Why is value not used in the conditional compilation?
(The static_assert is happy.)

Because the conditional part is handled by the preprocessor, not the
compiler. The symbol "value" is unknown to the preprocessor so the first
condition isn't compiled.

 

[Norman J. Goldstein]

The following program compiles and links.
No warnings The output is wrong, stating:

value= 1
value NOT 1


//////////////////////////////////////////////
#include <iostream>
using namespace std;

static constexpr int value = 1;

int main( int argc, char* argv[] )
{
cout << "value= "
<< value
<< endl;

static_assert( value == 1, "Value_Not_1" );

#if value == 1
cout << "value 1" << endl;
#else
cout << "value NOT 1" << endl;
#endif

return 0;
}// main
/////////////////////////////////////////////////

Why is value not used in the conditional compilation?
(The static_assert is happy.)

Because the conditional part is handled by the preprocessor, not the
compiler. The symbol "value" is unknown to the preprocessor so the first
condition isn't compiled.

Thanks, Ian. I checked using "X" instead of "value", with the same
result. I think some such capability would be very helpful. The SFINAE
is well and good in template matching, but is awkward to take advantage
of in my particular circumstance. The static_assert mechanism shows
that such conditional compilation is "almost" provided by C++11.

 

[Ian Collins]

Thanks, Ian. I checked using "X" instead of "value", with the same
result. I think some such capability would be very helpful. The SFINAE
is well and good in template matching, but is awkward to take advantage
of in my particular circumstance. The static_assert mechanism shows
that such conditional compilation is "almost" provided by C++11.

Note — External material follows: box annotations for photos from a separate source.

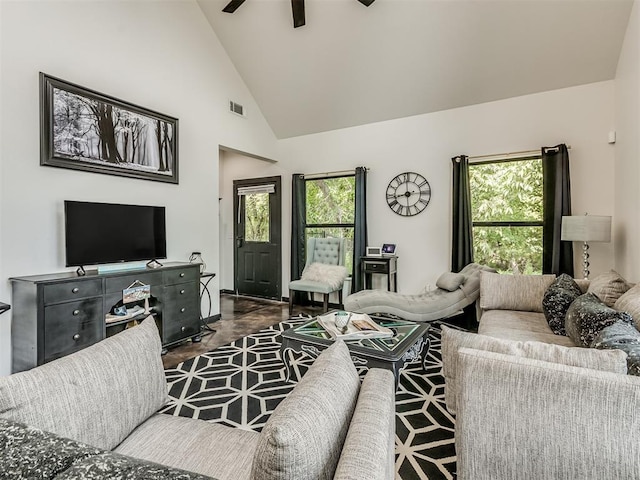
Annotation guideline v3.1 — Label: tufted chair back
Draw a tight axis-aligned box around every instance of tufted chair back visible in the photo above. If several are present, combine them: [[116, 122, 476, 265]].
[[306, 238, 345, 265]]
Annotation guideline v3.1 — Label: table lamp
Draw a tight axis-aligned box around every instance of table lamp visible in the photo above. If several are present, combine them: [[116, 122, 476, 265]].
[[560, 214, 611, 280]]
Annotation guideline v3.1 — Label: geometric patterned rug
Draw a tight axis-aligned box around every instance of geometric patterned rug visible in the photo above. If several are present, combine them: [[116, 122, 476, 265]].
[[161, 318, 459, 480]]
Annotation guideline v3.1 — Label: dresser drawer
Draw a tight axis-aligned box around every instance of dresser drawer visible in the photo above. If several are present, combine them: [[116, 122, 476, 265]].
[[162, 265, 200, 285], [42, 278, 102, 305], [44, 297, 104, 362]]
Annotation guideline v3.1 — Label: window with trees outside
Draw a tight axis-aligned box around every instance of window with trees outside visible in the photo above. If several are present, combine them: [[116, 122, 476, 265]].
[[469, 155, 543, 274], [305, 175, 356, 272]]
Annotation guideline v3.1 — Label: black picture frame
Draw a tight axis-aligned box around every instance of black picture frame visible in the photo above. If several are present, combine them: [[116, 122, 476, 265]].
[[40, 72, 178, 184]]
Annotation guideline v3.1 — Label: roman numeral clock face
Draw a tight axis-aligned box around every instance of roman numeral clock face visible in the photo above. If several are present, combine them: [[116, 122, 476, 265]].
[[387, 172, 431, 217]]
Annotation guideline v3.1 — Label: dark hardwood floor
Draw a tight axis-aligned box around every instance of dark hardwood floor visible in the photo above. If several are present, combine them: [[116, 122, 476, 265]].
[[162, 293, 322, 368]]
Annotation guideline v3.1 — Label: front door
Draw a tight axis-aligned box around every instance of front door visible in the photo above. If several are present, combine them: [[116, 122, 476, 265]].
[[233, 176, 282, 300]]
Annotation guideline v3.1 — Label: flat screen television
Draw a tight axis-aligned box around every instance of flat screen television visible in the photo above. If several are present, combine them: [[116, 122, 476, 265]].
[[64, 200, 167, 267]]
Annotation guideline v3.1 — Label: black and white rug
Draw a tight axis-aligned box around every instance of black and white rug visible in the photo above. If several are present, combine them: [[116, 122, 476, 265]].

I think conditional compilation is overrated. There are usually
(admittedly not always!) more elegant solutions that don't involve the
preprocessor.

You could achieve your original goal by resorting to a #define rather
than a constant for value, but it's still any ugly kludge.

 

[Öö Tiib]

The following program compiles and links.
No warnings The output is wrong, stating:

value= 1
value NOT 1

//////////////////////////////////////////////
#include <iostream>
using namespace std;

static constexpr int value = 1;

int main( int argc, char* argv[] )
{
cout << "value= "
<< value
<< endl;

static_assert( value == 1, "Value_Not_1" );

#if value == 1
cout << "value 1" << endl;
#else
cout << "value NOT 1" << endl;
#endif

I am not sure if above is undefined behavior, but I know no one who
would accept it in review. You compare undefined macro 'value' with
1 here.

return 0;
}// main
/////////////////////////////////////////////////

Why is value not used in the conditional compilation?
(The static_assert is happy.)

Because 'value' is not macro. 'static_assert' is not done by
preprocessor, so it works. All compilers I know of (that implement
'static_assert') optimize that if and the contents of else part
away from resulting binary when you write it like that:

//////////////////////////////////////////////
#include <iostream>
static constexpr int value = 1;

int main()
{
std::cout << "value= " << value << std::endl;

static_assert( value == 1, "Value_Not_1" );

if (value == 1) // <- some compilers may issue silly warnings
// about condition being always true
{
std::cout << "value 1" << std::endl;
}
else
{
// <- some compilers may issue silly warnings
// about unreachable code
std::cout << "value NOT 1" << std::endl;
}
}
/////////////////////////////////////////////////

So you need to be more specific ... why you need conditional
compiling here? It only makes code harder to read.

 

[Norman J. Goldstein]

... All compilers I know of (that implement
'static_assert') optimize that if and the contents of else part
away from resulting binary when you write it like that:

//////////////////////////////////////////////
#include <iostream>
static constexpr int value = 1;

int main()
{
std::cout << "value= " << value << std::endl;

static_assert( value == 1, "Value_Not_1" );

if (value == 1) // <- some compilers may issue silly warnings
// about condition being always true
{
std::cout << "value 1" << std::endl;
}
else
{
// <- some compilers may issue silly warnings
// about unreachable code
std::cout << "value NOT 1" << std::endl;
}
}
/////////////////////////////////////////////////

So you need to be more specific ... why you need conditional
compiling here? It only makes code harder to read.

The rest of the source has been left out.